Saving every email sent by a co-worker, including your manager and supervisor, can help you when the time comes to file a wrongful termination claim or lawsuit. Emails can reveal discriminatory statements, as well as inappropriate messages that constitute harassment. Maybe one or more of your professional peers received derogatory messages from a manager regarding your personal and/or professional life. You should also check recent social media posts to determine whether the person who fired you left a digital trail of evidence that you can use in court.
Although you need hard evidence to win a wrongful termination claim or lawsuit, witness accounts that support your evidence can be the difference between walking out a government agency office door vindicated or leaving a courtroom speed dialing prospective employers. You should obtain witness statements from multiple sources, with each source telling the same story about how your employer wrongfully terminated you. Written witness statements work for government agency hearings, while a civil lawsuit requires witnesses to appear in court to provide testimony.

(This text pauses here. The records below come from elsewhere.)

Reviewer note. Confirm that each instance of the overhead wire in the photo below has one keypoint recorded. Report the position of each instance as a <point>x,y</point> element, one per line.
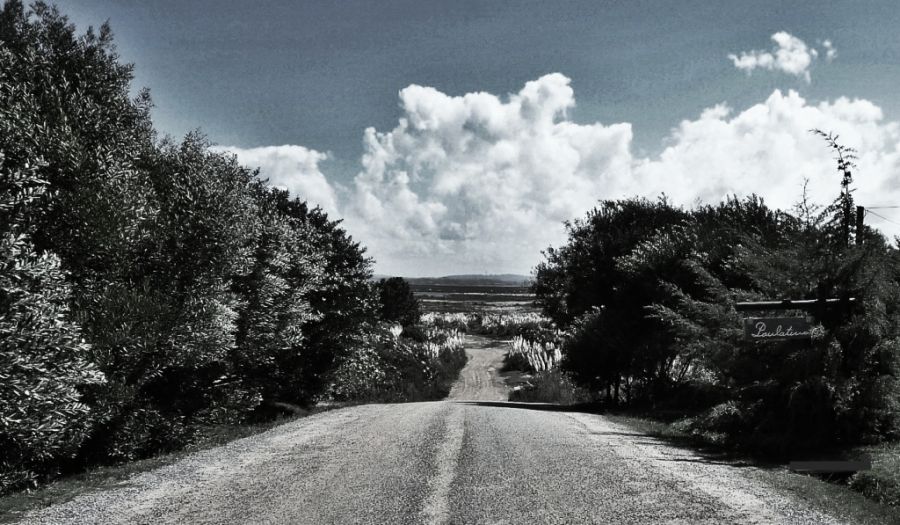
<point>881,217</point>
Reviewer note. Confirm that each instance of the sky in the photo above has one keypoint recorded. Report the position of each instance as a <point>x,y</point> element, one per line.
<point>458,137</point>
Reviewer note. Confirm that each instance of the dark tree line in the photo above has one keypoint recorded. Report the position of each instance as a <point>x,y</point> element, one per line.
<point>147,286</point>
<point>647,292</point>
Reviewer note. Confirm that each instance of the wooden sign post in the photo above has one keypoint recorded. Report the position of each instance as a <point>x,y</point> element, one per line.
<point>776,328</point>
<point>785,328</point>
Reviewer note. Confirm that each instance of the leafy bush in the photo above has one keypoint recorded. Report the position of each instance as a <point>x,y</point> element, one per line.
<point>44,362</point>
<point>650,321</point>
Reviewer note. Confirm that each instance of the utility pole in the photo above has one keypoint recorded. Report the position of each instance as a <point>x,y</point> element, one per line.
<point>860,216</point>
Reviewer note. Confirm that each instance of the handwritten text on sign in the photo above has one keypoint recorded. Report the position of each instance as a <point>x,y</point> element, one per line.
<point>776,328</point>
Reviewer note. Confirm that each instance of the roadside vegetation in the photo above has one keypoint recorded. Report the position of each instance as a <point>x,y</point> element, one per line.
<point>645,293</point>
<point>152,289</point>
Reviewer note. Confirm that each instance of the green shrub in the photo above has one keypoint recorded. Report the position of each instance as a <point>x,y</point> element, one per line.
<point>44,362</point>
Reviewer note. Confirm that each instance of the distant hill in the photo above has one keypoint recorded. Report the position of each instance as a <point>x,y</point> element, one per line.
<point>503,279</point>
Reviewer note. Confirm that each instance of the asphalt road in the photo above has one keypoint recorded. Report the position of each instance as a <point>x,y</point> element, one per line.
<point>457,461</point>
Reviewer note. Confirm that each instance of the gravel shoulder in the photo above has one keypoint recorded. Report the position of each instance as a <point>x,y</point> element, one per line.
<point>460,461</point>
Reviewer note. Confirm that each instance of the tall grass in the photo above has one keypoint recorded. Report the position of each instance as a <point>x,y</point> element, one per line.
<point>499,324</point>
<point>539,356</point>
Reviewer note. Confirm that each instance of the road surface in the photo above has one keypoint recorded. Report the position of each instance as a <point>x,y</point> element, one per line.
<point>459,461</point>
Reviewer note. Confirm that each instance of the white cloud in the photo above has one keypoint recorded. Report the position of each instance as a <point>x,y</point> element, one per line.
<point>480,183</point>
<point>789,55</point>
<point>476,182</point>
<point>767,149</point>
<point>294,168</point>
<point>830,51</point>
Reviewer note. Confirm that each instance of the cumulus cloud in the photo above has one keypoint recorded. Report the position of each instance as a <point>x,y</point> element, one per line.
<point>293,168</point>
<point>789,55</point>
<point>474,182</point>
<point>830,51</point>
<point>482,183</point>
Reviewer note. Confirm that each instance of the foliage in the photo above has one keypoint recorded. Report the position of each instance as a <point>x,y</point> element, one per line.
<point>43,359</point>
<point>152,287</point>
<point>650,320</point>
<point>387,368</point>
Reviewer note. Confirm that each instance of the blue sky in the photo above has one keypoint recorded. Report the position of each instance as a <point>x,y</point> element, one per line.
<point>316,75</point>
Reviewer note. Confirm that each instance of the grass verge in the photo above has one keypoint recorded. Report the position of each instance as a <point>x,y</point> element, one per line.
<point>871,496</point>
<point>13,506</point>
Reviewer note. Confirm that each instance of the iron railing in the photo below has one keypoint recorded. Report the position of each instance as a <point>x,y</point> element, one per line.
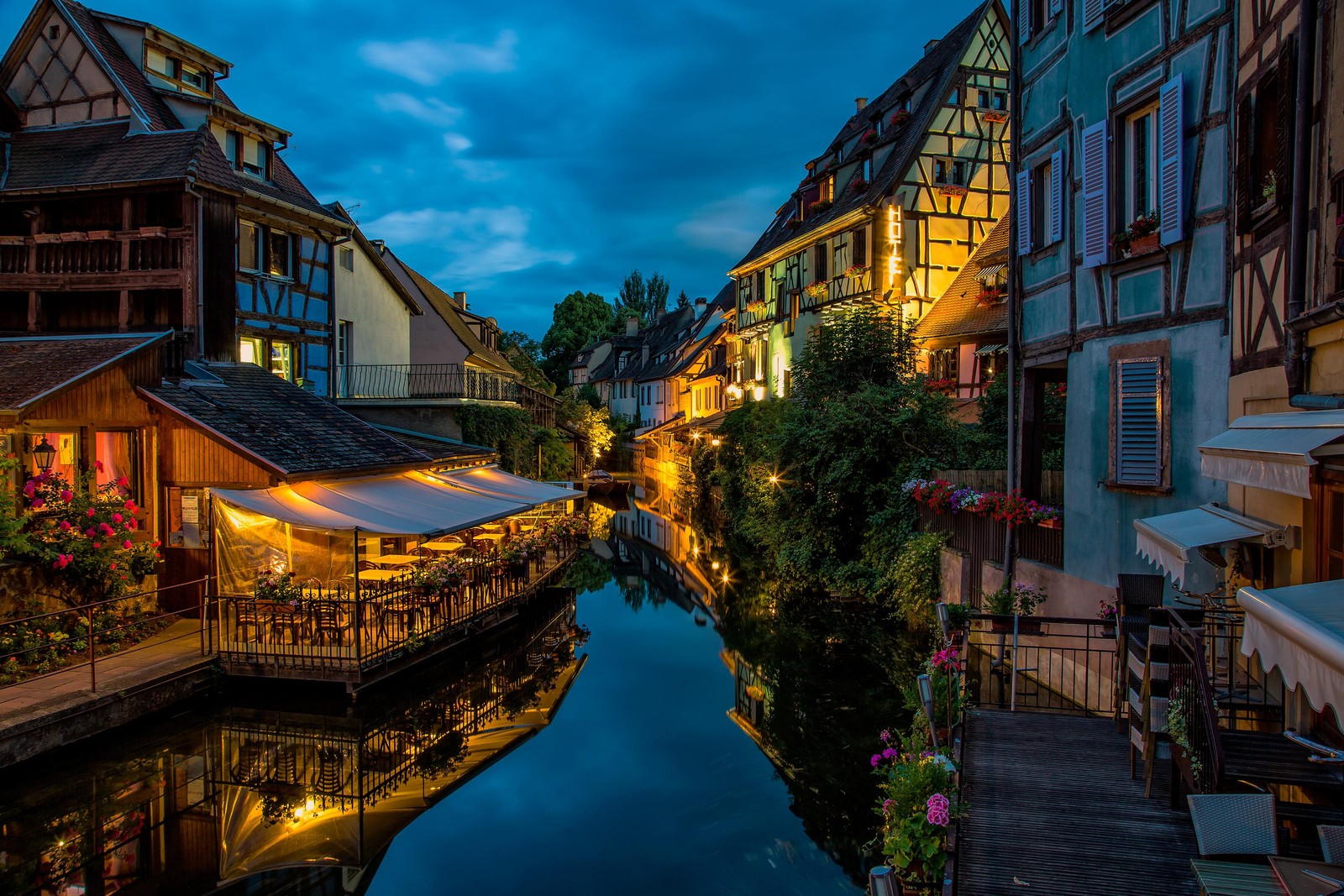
<point>46,644</point>
<point>340,629</point>
<point>1052,664</point>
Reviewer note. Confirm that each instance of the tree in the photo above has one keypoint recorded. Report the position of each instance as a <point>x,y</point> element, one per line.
<point>578,320</point>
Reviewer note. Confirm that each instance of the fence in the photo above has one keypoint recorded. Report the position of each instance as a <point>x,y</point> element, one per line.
<point>1053,664</point>
<point>42,645</point>
<point>343,629</point>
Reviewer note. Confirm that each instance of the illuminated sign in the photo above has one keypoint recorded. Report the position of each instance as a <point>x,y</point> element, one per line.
<point>895,226</point>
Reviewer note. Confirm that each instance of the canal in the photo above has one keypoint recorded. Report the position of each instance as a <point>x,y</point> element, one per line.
<point>669,721</point>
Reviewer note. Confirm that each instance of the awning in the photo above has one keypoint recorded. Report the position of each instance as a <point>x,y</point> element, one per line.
<point>402,504</point>
<point>1173,540</point>
<point>494,483</point>
<point>1273,452</point>
<point>1300,629</point>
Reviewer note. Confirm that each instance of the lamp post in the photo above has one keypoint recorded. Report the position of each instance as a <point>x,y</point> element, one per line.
<point>44,454</point>
<point>927,699</point>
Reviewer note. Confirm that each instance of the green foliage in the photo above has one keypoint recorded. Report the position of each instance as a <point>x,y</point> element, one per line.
<point>578,320</point>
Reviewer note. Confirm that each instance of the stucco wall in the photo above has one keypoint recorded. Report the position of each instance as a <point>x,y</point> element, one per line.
<point>1100,532</point>
<point>381,318</point>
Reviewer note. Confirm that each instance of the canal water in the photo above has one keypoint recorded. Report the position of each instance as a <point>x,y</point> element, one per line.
<point>669,723</point>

You might be thinking, “What does medical evidence have to with a wrongful termination claim or lawsuit.” The answer is if your employer broke the law when terminating you, the termination might have caused you pain and suffering. Maybe you started to lose sleep or suffered a medical ailment that was directly connected to a high level of stress. Whatever the reason, the results of diagnostic tests combined with a prognosis statement issued by your doctor can help you receive monetary damages for pain and suffering.
Seek Legal Advice on Submitting Evidence
Your California-licensed employer lawyer conducts a thorough review of your case to determine how to proceed. If there is not enough evidence, your attorney can either recommend settling with your employer or sending your employer a formal request for every document associated with your personnel file. Most attorneys that file wrongful termination lawsuits work on a contingency fee basis, which means they get a percentage of the monetary damages awarded by the judge presiding over the case.